Cognitive disorders such as ADHD, Alzheimer's disease, autism, intellectual disability, and fragile X syndrome, may be resultant from abnormalities in dendritic spines, especially the number of spines and their maturity. The ratio of matured to immature spines is important in their signaling, as immature spines have impaired synaptic signaling. Fragile X syndrome is characterized by an overabundance of immature spines that have multiple filopodia in cortical dendrites.

==History==
Dendritic spines were first described at the end of the 19th century by Santiago Ramón y Cajal on cerebellar neurons. Ramón y Cajal then proposed that dendritic spines could serve as contacting sites between neurons.

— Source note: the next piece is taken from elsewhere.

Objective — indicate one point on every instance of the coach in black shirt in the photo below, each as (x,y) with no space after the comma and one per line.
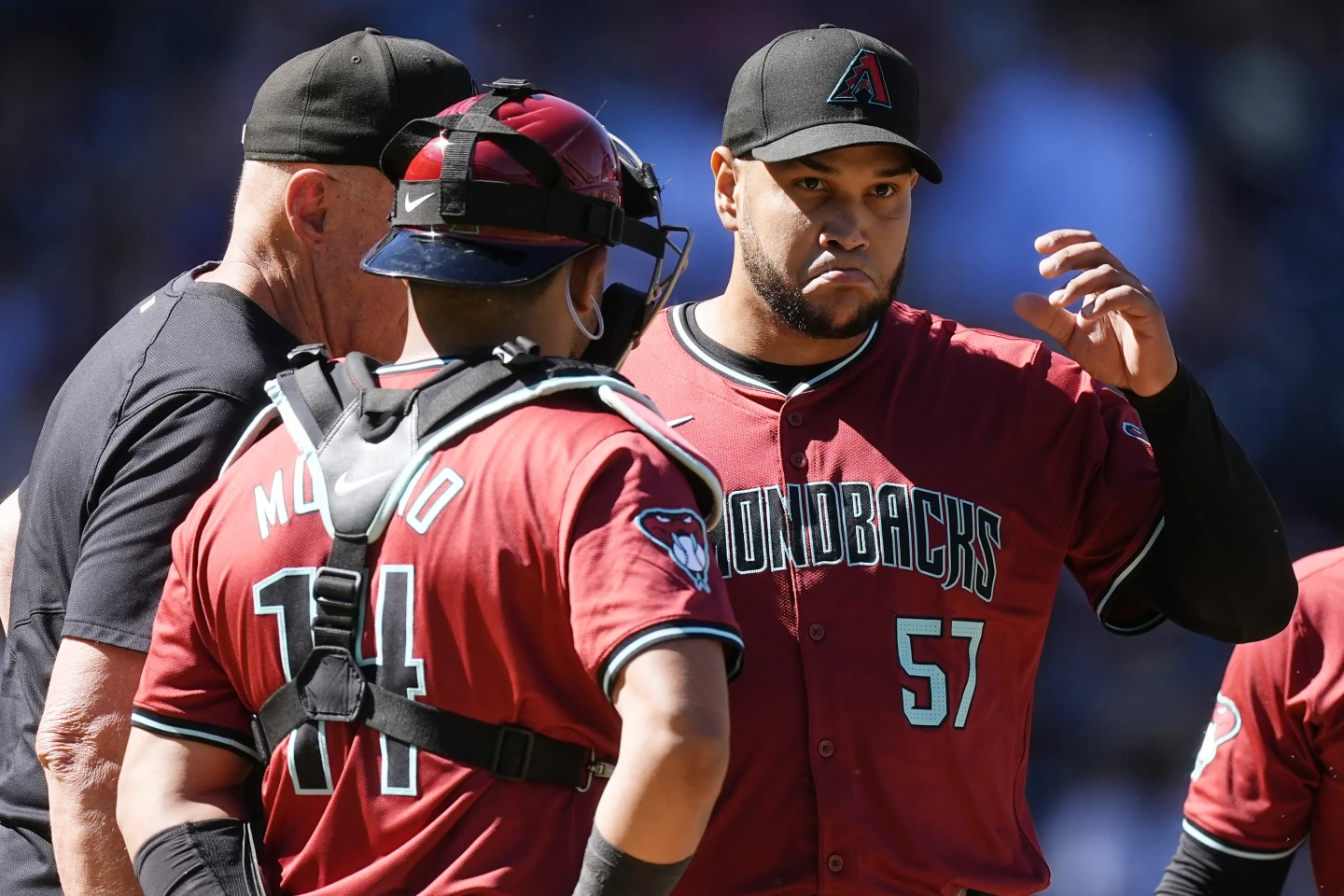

This was demonstrated more than 50 years later thanks to the emergence of electron microscopy. Until the development of confocal microscopy on living tissues, it was commonly admitted that spines were formed during embryonic development and then would remain stable after birth. In this paradigm, variations of synaptic weight were considered as sufficient to explain memory processes at the cellular level. But since about a decade ago, new techniques of confocal microscopy demonstrated that dendritic spines are indeed motile and dynamic structures that undergo a constant turnover, even after birth.